When Drusilla's fiancé, Gavin Breckbridge, is killed at the Battle of Shiloh and, later, when Drusilla's father is killed in the war, Drusilla shows no grief in the traditional southern manner of copious weeping and wearing black; her mother, Louisa, thinks that Drusilla has deliberately tried to "unsex herself" because of her refusal to weep. For Drusilla, however, weeping would accomplish nothing, whereas riding out to the front lines and killing Yankees would be an act that would avenge the deaths of her loved ones. Ultimately, Drusilla becomes, in Faulkner's words, the representative of "the Greek amphora priestess of a succinct and formal violence." Consistent with Faulkner's characterization from her first act of defending her horse to her final act of laying a sprig of verbena on Bayard's pillow before she leaves the Sartoris manor forever, Drusilla represents an ancient concept as old as the Greek civilization — that is, the need for formal vengeance: Drusilla is like the Greek Electra who, when her father was killed by his wife, demanded her own mother's death as an act of formal revenge.

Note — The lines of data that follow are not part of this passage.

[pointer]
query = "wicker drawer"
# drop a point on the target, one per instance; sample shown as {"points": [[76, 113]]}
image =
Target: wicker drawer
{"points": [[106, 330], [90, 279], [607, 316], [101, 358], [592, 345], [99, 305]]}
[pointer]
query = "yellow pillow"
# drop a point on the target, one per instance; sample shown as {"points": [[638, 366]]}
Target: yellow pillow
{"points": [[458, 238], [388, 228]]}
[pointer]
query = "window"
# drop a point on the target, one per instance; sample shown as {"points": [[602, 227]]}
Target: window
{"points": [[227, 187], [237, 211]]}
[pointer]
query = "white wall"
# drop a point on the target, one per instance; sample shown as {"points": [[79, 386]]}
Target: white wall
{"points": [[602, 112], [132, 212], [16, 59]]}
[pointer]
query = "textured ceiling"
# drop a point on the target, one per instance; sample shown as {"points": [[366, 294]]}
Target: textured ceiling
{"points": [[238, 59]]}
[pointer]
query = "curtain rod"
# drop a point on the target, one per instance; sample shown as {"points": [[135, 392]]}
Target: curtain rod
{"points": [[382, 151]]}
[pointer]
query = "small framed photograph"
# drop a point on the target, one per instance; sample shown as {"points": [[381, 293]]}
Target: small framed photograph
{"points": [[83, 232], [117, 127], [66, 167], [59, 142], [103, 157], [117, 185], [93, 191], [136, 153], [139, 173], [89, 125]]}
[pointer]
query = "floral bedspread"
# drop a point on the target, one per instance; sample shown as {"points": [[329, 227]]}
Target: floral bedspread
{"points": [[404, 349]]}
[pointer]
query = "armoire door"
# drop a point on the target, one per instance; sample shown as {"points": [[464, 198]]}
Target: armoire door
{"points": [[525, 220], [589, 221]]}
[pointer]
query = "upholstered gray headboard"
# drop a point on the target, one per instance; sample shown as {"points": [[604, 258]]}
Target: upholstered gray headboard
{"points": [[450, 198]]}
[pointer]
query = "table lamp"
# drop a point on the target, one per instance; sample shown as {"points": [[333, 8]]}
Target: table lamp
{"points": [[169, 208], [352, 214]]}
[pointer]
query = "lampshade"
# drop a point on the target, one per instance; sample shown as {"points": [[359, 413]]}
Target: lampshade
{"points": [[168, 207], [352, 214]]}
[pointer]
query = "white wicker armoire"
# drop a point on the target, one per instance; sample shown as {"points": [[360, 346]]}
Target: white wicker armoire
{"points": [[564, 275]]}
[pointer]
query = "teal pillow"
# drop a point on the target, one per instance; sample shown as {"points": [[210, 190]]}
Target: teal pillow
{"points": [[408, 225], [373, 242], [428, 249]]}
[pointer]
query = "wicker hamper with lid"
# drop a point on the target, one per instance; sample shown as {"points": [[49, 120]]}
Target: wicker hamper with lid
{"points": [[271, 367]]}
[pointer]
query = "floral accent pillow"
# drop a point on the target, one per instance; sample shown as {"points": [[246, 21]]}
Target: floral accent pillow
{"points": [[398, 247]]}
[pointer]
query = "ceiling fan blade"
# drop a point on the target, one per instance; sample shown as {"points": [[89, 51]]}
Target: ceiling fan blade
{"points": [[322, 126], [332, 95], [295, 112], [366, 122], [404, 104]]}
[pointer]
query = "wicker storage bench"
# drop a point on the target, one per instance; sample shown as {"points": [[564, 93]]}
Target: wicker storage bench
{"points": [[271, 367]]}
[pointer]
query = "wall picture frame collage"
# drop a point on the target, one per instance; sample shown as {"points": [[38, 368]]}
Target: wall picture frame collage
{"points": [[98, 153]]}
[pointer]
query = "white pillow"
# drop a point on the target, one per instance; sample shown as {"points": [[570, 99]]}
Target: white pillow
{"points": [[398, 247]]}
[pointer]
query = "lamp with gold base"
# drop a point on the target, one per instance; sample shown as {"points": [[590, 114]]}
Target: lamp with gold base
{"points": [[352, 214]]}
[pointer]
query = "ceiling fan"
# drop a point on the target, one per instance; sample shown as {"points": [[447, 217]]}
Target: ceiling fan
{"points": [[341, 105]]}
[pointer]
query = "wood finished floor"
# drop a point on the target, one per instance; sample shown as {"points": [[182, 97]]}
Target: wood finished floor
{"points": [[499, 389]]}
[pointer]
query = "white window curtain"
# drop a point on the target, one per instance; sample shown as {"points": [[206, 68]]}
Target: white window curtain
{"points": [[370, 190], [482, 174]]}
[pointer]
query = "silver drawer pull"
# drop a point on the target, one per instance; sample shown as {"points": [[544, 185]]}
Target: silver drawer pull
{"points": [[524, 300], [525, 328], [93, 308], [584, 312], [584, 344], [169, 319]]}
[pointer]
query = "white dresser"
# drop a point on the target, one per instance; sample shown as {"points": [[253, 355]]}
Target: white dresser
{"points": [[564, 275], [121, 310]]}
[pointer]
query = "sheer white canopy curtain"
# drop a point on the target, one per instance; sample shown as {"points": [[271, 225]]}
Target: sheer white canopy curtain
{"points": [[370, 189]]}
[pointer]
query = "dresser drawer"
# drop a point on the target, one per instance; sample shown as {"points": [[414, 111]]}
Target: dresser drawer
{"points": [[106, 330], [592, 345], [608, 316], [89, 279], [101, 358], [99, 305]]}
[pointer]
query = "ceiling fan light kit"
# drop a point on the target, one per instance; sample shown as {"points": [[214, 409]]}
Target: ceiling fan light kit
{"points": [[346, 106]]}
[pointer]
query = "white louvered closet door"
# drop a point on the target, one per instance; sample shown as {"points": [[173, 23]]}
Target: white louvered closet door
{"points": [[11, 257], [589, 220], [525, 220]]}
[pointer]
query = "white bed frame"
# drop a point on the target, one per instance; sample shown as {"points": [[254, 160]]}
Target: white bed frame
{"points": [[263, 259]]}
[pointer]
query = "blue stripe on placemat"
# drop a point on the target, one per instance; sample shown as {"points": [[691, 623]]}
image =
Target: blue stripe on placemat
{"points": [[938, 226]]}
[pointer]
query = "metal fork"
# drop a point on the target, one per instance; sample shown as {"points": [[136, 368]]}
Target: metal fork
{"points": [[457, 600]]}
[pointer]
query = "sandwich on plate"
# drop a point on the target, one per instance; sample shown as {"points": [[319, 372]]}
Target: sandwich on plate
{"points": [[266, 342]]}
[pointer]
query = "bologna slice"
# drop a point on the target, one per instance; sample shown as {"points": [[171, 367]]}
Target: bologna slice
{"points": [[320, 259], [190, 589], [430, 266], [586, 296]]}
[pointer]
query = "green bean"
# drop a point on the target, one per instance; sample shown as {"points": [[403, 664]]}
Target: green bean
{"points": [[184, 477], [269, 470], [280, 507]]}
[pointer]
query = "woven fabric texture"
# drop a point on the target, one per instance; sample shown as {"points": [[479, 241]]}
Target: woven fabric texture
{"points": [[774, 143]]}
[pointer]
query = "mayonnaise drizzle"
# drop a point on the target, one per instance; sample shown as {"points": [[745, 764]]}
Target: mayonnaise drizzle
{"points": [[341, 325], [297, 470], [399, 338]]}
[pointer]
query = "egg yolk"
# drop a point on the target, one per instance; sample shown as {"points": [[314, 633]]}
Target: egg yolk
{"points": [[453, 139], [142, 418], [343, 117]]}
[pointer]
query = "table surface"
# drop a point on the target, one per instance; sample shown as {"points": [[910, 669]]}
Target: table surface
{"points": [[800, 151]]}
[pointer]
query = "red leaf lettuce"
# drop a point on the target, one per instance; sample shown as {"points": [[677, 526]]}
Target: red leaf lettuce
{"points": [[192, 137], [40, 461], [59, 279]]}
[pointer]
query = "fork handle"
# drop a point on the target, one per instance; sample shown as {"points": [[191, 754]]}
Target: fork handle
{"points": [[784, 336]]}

When Drusilla says that she wants to ride with Colonel Sartoris' troops, the idea is so foreign and so bizarre that Bayard never even mentions it to his father. Yet Drusilla is serious; she feels that she must kill Yankees to avenge the deaths of both her father and her fiancé. The fact that women have seldom fought in wars never occurs to her; yet what she does is akin to heresy in terms of southern tradition. For Drusilla to dress as a common soldier and sleep on the ground in the same bivouac area and fight and kill Yankees — as a man would — gives credence to her mother's accusation that Drusilla has "unsexed herself." That Drusilla has courage, daring, decisiveness, and resourcefulness is never questioned; but all the qualities which are commonly associated with being a woman are burned out of her by her experiences (not just the deaths) during the war and its aftermath. A major change occurs within the woman: when we first meet Drusilla, in "Retreat," even though her hands are "hard and scratched like a man's," she is sensitive and filled with compassion about the plight of the blacks. Several times, she has gone to the river where swarms of newly freed, confused, and bewildered blacks are trying to cross over "the river Jordan" and get to "the Promised Land." The Yankees are readying to blow up the bridge, but Drusilla's mother, Louisa, is unmoved. She says, simply, "We cannot be responsible. The Yankees brought it on themselves: let them pay the price." Drusilla answers, "Those Negroes are not Yankees"; like Granny, who is a representative of "the old order," Drusilla has a true humanitarian concern for the plight of the blacks, but at the same time, she will see to it, as she does in "Skirmish at Sartoris," that the black person remain in his or her assigned place — that is, as an inferior to the whites. She is fiercely loyal to John Sartoris in his attempt to keep the blacks from voting.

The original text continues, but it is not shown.